Zu Verschiebungen in den Machtstrukturen mit teils deutlichen Implikationen für religiöse Minderheiten kam es sodann im 20. Jahrhundert. Zu nennen wären ein muslimisch geprägter Nationalismus, die Staatsgründung Israels 1948, ein aufkeimender Islamismus im gesamten Nahen Osten und zuletzt der Zerfall staatlicher Gewaltmonopole, wie er heute in Syrien und im Irak zu beobachten ist.

Wie viele Christen leben noch in der Region?

In den Ländern des Vorderen Orients, inklusive der Türkei, Israels und Zyperns, leben heute annähernd 14,5 Millionen orientalische Christen. In Israel sind etwa 120.000 bis 150.000 und in den Palästinensischen Gebieten (inklusive Ost-Jerusalem) circa 47.000 Bewohner christliche Glaubensanhänger. Palästinensische Christen verteilen sich auf sämtliche Denominationen, wobei orthodoxe Glaubensanhänger in der Mehrheit sind.

Die Zahlen sind unter Vorbehalt zu betrachten, da durchaus unterschiedliche statistische Angaben kursieren. Vor allem über die Zahl der nicht-palästinensischen Christen in Israel herrscht Unklarheit; das lateinische Patriarchat beziffert diese Gruppe auf etwa 165.000. Auf palästinensischer Seite wurde 2017 eine Volkszählung durchgeführt, deren Resultate am 28. März 2018 vorgestellt wurden. Demnach beziffert das Palästinensische Statistikbüro die Zahl der Christen in Gaza, Ost-Jerusalem und dem Westjordanland auf 46.850. Bei einem Vergleich der Werte (siehe Tabelle 1) lassen sich nur bedingt Trends ableiten, weil das Palästinensische Statistikbüro 2007 nur eingeschränkten Zugang zu den palästinensischen Stadtteilen Ost-Jerusalems erhielt und somit die Zahl der Bewohner und ihrer konfessionellen Zugehörigkeit schätzen musste.

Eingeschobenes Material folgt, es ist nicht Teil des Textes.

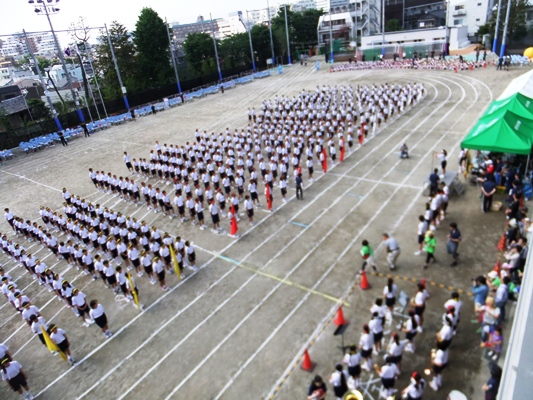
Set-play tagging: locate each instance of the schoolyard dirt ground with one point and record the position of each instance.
(237, 328)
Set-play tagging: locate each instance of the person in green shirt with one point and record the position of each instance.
(368, 257)
(430, 244)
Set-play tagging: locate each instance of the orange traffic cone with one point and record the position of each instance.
(501, 244)
(364, 282)
(339, 319)
(307, 365)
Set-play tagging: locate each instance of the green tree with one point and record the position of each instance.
(38, 109)
(392, 25)
(153, 54)
(235, 50)
(198, 47)
(125, 54)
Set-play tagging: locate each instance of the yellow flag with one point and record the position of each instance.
(134, 292)
(177, 269)
(51, 345)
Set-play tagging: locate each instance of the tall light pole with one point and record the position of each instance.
(330, 38)
(216, 49)
(122, 87)
(287, 32)
(495, 41)
(41, 78)
(270, 29)
(247, 27)
(48, 7)
(89, 88)
(447, 40)
(88, 52)
(505, 27)
(173, 59)
(24, 93)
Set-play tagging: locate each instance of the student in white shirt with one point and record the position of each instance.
(15, 377)
(439, 360)
(388, 374)
(191, 255)
(4, 352)
(97, 313)
(35, 324)
(353, 360)
(456, 304)
(422, 229)
(376, 326)
(159, 269)
(389, 294)
(395, 349)
(338, 380)
(59, 337)
(78, 301)
(411, 329)
(416, 387)
(419, 302)
(249, 205)
(366, 343)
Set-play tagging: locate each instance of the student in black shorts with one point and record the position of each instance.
(15, 377)
(97, 313)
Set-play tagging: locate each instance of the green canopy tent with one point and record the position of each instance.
(517, 104)
(501, 131)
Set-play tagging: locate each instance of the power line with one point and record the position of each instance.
(64, 30)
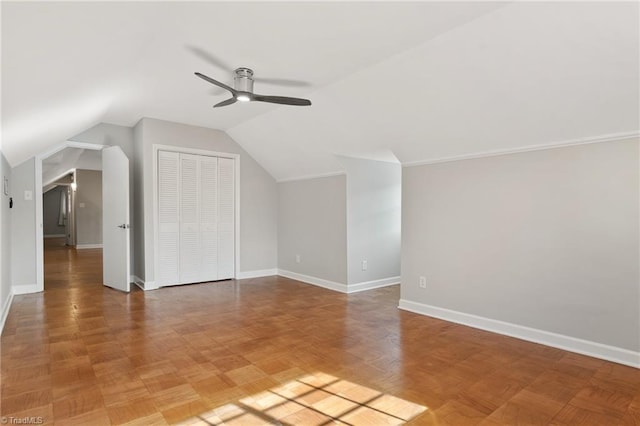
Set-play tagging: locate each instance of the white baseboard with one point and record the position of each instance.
(256, 274)
(144, 285)
(25, 289)
(5, 311)
(571, 344)
(331, 285)
(370, 285)
(87, 246)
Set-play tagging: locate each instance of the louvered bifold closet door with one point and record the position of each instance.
(168, 219)
(189, 219)
(226, 218)
(208, 218)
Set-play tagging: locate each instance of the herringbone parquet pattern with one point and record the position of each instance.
(274, 350)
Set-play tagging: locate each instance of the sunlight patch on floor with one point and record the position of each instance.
(313, 399)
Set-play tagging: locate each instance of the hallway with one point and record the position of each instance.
(65, 267)
(271, 350)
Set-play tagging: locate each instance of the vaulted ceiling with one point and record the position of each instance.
(417, 81)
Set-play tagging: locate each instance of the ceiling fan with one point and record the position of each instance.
(243, 91)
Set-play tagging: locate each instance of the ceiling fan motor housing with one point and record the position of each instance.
(243, 81)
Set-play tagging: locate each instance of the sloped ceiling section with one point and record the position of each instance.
(525, 74)
(417, 80)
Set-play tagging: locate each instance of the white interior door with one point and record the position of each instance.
(115, 218)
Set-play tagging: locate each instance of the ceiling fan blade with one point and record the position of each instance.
(282, 100)
(225, 103)
(216, 82)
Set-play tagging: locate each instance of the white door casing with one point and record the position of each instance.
(196, 217)
(115, 221)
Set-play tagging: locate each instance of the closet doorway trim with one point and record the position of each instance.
(195, 151)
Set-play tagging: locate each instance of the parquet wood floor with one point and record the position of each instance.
(276, 351)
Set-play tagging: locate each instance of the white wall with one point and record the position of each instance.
(88, 208)
(5, 240)
(23, 219)
(374, 193)
(137, 216)
(312, 223)
(258, 191)
(545, 239)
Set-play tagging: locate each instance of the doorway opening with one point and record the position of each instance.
(71, 216)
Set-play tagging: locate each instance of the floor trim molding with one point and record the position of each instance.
(144, 285)
(370, 285)
(87, 246)
(571, 344)
(5, 311)
(243, 275)
(331, 285)
(25, 289)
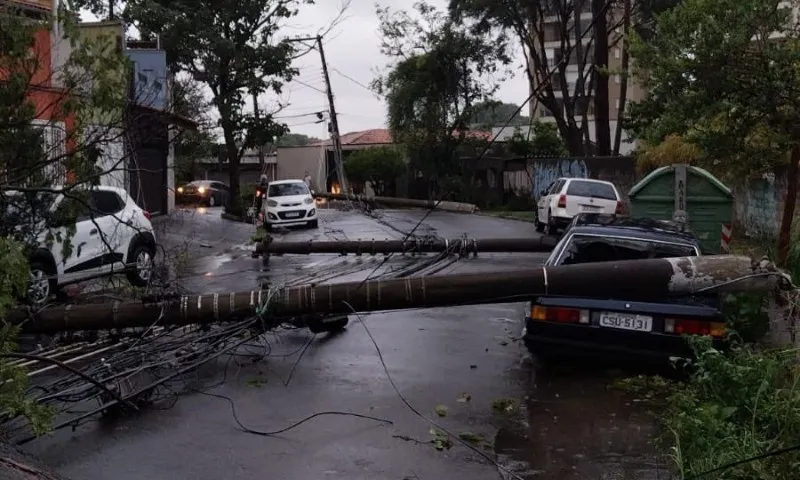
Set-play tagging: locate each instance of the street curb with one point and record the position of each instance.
(232, 218)
(488, 214)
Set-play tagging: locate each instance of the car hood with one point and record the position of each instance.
(290, 199)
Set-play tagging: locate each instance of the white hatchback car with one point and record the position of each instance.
(567, 197)
(112, 235)
(289, 203)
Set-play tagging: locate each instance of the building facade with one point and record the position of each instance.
(551, 27)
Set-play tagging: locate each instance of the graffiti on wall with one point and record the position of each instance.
(761, 205)
(548, 171)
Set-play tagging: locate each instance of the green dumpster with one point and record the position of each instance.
(691, 195)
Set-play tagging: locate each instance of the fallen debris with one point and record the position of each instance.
(462, 246)
(444, 206)
(641, 279)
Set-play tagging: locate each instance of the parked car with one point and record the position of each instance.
(112, 234)
(567, 197)
(289, 203)
(205, 192)
(603, 326)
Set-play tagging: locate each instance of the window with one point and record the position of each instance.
(106, 203)
(287, 189)
(591, 249)
(592, 189)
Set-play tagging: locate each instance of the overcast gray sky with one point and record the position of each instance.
(352, 50)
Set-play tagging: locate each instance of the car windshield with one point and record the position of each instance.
(590, 249)
(287, 189)
(591, 189)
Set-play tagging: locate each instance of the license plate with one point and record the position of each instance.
(626, 321)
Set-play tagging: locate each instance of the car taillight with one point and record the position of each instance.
(682, 326)
(559, 314)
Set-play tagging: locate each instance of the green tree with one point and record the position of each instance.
(34, 169)
(440, 73)
(723, 75)
(232, 47)
(573, 79)
(189, 101)
(493, 113)
(380, 166)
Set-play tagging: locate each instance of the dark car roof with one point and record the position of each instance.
(637, 227)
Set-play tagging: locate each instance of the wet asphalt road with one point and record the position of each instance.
(434, 356)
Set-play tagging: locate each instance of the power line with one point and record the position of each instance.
(354, 81)
(312, 87)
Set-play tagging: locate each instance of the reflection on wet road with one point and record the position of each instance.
(463, 358)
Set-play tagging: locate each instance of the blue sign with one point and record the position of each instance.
(149, 77)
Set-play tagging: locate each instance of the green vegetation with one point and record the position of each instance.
(232, 48)
(93, 79)
(699, 68)
(380, 166)
(439, 76)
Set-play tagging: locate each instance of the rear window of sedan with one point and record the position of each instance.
(593, 248)
(591, 189)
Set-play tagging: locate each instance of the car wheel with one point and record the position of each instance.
(548, 226)
(142, 271)
(539, 225)
(42, 282)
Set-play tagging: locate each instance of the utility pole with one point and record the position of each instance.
(260, 144)
(334, 125)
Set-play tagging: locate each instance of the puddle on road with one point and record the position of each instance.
(576, 427)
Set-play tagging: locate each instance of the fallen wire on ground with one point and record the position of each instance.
(88, 375)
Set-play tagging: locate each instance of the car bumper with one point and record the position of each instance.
(549, 338)
(184, 199)
(291, 216)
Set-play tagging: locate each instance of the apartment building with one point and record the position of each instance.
(552, 30)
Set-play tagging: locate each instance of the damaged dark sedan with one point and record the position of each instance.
(557, 326)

Während Christen ihre Heimat verlassen, wachsen die anderen Religionsgruppen. Statistisch gesehen kommen auf eine palästinensische Christin in Israel 2,18 Kinder, auf eine ultraorthodoxe jüdische Mutter indes 6,5 auf eine säkulare Jüdin 2,88 und auf eine muslimische Mutter kommen 3,84 Kinder. Nur nicht-religiöse Familien wachsen in noch geringerem Umfang als Christen. In den Palästinensischen Gebieten liegt die Geburtenrate bei 4,4. Folglich sinkt der entsprechende Anteil an der Gesellschaft aufgrund der Geburtenverteilung derzeit schnell – in Israel sind es zwei Prozent und in Palästina noch ein Prozent.

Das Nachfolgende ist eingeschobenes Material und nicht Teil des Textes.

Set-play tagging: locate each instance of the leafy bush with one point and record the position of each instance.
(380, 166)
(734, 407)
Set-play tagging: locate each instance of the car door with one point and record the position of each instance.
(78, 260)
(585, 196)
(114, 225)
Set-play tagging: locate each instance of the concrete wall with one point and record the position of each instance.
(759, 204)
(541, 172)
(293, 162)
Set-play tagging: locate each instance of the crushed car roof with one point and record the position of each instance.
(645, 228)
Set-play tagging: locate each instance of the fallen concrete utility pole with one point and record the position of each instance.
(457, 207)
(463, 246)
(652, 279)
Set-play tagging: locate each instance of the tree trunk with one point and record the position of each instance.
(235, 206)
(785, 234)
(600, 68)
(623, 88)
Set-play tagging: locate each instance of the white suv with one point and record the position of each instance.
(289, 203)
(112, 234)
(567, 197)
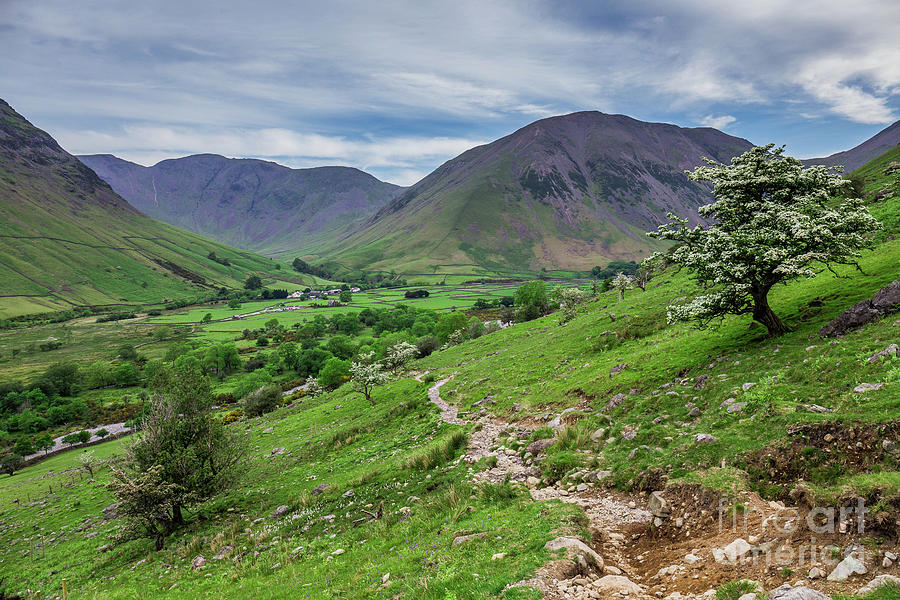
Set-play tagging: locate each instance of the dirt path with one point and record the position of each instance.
(609, 514)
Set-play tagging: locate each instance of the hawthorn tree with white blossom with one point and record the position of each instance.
(366, 374)
(772, 221)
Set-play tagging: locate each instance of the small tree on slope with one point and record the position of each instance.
(772, 220)
(366, 375)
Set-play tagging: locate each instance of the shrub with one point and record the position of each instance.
(556, 465)
(11, 463)
(233, 416)
(263, 400)
(427, 345)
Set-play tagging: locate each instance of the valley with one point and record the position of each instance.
(509, 427)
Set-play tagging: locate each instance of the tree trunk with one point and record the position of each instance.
(763, 314)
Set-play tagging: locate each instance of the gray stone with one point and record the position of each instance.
(867, 387)
(851, 565)
(786, 592)
(885, 301)
(892, 350)
(617, 584)
(877, 583)
(462, 539)
(733, 552)
(658, 506)
(575, 548)
(539, 446)
(618, 369)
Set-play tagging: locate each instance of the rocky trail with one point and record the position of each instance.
(650, 546)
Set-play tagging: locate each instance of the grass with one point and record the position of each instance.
(339, 440)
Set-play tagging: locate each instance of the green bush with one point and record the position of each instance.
(262, 400)
(556, 465)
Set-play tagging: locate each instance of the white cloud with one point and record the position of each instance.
(402, 158)
(720, 122)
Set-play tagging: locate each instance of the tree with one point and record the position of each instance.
(334, 372)
(772, 220)
(569, 299)
(253, 282)
(398, 355)
(221, 358)
(99, 374)
(262, 400)
(88, 462)
(367, 374)
(181, 457)
(44, 442)
(24, 446)
(11, 463)
(620, 283)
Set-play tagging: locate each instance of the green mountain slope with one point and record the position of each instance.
(398, 455)
(566, 192)
(248, 203)
(66, 238)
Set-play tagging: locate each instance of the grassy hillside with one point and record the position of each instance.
(399, 453)
(67, 239)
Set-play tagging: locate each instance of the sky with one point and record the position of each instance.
(397, 88)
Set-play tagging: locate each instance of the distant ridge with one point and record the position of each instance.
(67, 239)
(564, 193)
(856, 157)
(248, 203)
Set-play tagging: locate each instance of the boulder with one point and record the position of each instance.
(658, 506)
(733, 552)
(577, 550)
(786, 592)
(868, 387)
(892, 350)
(539, 446)
(885, 301)
(462, 539)
(617, 584)
(618, 369)
(877, 583)
(851, 565)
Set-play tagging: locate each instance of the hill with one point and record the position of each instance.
(248, 203)
(567, 193)
(868, 150)
(67, 239)
(563, 429)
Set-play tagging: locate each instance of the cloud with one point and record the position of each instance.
(403, 86)
(403, 159)
(720, 122)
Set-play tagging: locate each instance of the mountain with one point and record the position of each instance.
(567, 193)
(872, 148)
(248, 203)
(67, 239)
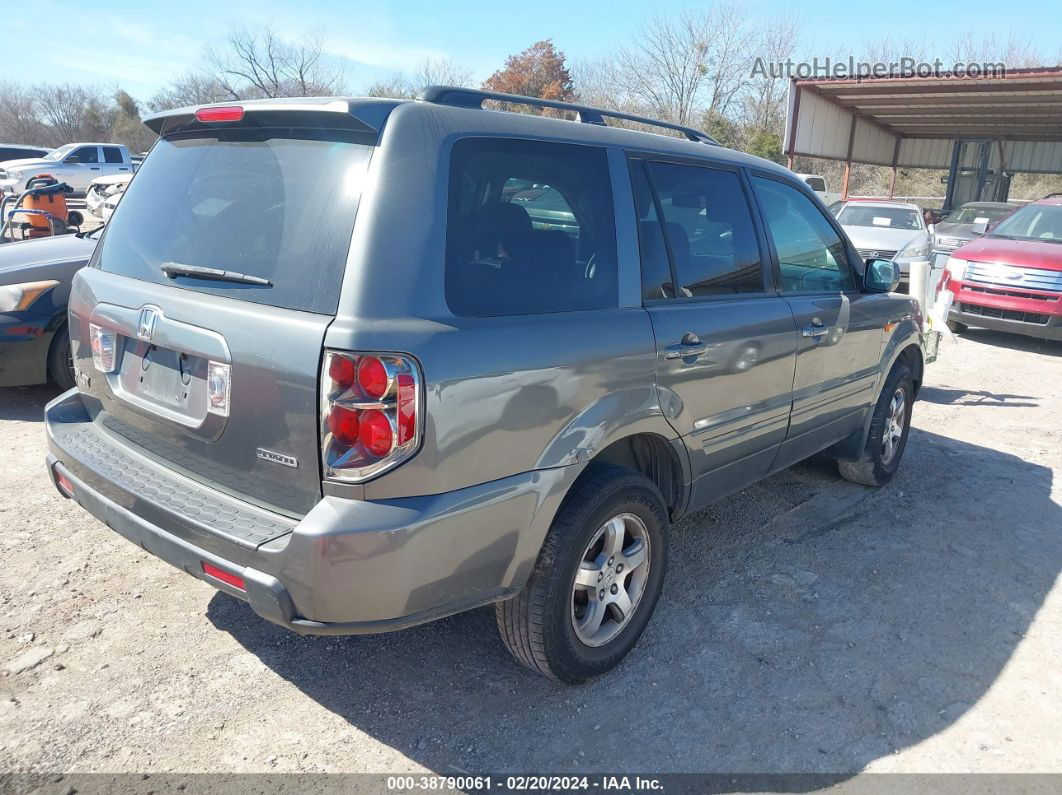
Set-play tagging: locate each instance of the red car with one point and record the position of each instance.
(1010, 279)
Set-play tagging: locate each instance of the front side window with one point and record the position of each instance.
(275, 204)
(1032, 222)
(708, 227)
(530, 228)
(811, 255)
(87, 154)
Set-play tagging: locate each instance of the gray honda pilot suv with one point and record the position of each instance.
(364, 363)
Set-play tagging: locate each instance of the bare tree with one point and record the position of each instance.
(257, 63)
(681, 66)
(18, 117)
(763, 100)
(429, 72)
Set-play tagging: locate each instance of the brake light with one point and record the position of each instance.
(213, 571)
(370, 413)
(103, 343)
(225, 113)
(373, 377)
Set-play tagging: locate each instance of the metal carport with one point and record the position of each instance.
(981, 130)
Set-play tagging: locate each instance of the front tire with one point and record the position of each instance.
(888, 432)
(597, 580)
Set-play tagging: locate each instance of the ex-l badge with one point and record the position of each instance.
(273, 458)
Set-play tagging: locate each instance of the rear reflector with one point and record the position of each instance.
(226, 113)
(64, 483)
(222, 575)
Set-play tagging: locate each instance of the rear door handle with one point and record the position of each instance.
(685, 349)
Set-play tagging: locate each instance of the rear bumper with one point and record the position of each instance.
(23, 350)
(347, 567)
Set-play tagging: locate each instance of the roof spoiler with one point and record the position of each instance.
(362, 116)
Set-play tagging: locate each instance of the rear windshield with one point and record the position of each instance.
(273, 204)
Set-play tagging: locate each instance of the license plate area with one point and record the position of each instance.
(165, 381)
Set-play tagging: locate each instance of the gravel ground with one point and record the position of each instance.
(808, 624)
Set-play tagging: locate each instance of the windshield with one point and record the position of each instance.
(1032, 222)
(889, 218)
(973, 214)
(273, 204)
(58, 154)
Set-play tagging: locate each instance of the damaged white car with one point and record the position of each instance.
(104, 193)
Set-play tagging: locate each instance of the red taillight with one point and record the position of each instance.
(343, 422)
(373, 377)
(342, 369)
(375, 433)
(224, 576)
(226, 113)
(370, 413)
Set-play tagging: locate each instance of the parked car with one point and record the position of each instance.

Autochthone und eingewanderte Christen in Israel: Die Kontakte untereinander sind begrenzt

Christen leben dies- und jenseits der grünen Linie, wobei ihre jeweiligen Lebenswirklichkeiten im jüdisch geprägten Israel und im muslimisch dominierten Palästina bisweilen unterschiedlich sind. In Israel leben Christen inmitten eines sie marginalisierenden jüdischen Nationalismus, eines zunehmend muslimisch geprägten arabischen Nationalismus sowie einer wachsenden evangelikalen Bewegung. Die jüngsten Einwanderungswellen stellen für die autochthonen Christen eine zusätzliche Herausforderung dar: mit dem Ende des Kalten Krieges setzte ein Zuzug nicht-arabischer Christen nach Israel ein, der bis heute anhält. Die neuen Christen stammen aus der ehemaligen Sowjetunion (Christen, die mit ihren jüdischen Ehepartnern eingewandert sind), Afrika (Asylsuchende) und Asien (Arbeitsmigranten). Diese Einwanderer unterscheiden sich in vielerlei Hinsicht von den palästinensischen Christen im Staat Israel, die für sich genommen eine homogene Gruppe mit hohem politischen Organisationsgrad und einem geografischen Fokus auf den Norden des Landes bilden. Dies versetzt sie in die Lage, nicht nur ihren Minderheitenstatus in Israel zu behaupten, sondern auch ihren nationalen Anspruch zu artikulieren. Als autochthone Christen sind sie eng mit ihrer Heimat verbunden. Ihnen gegenüber stehen Christen, denen identitätsstiftende Merkmale fehlen (siehe Tabelle 2). Einige Quellen gehen davon aus, dass diese Einwanderer unter der Gesamtheit israelischer Christen bereits heute die Mehrheit bilden.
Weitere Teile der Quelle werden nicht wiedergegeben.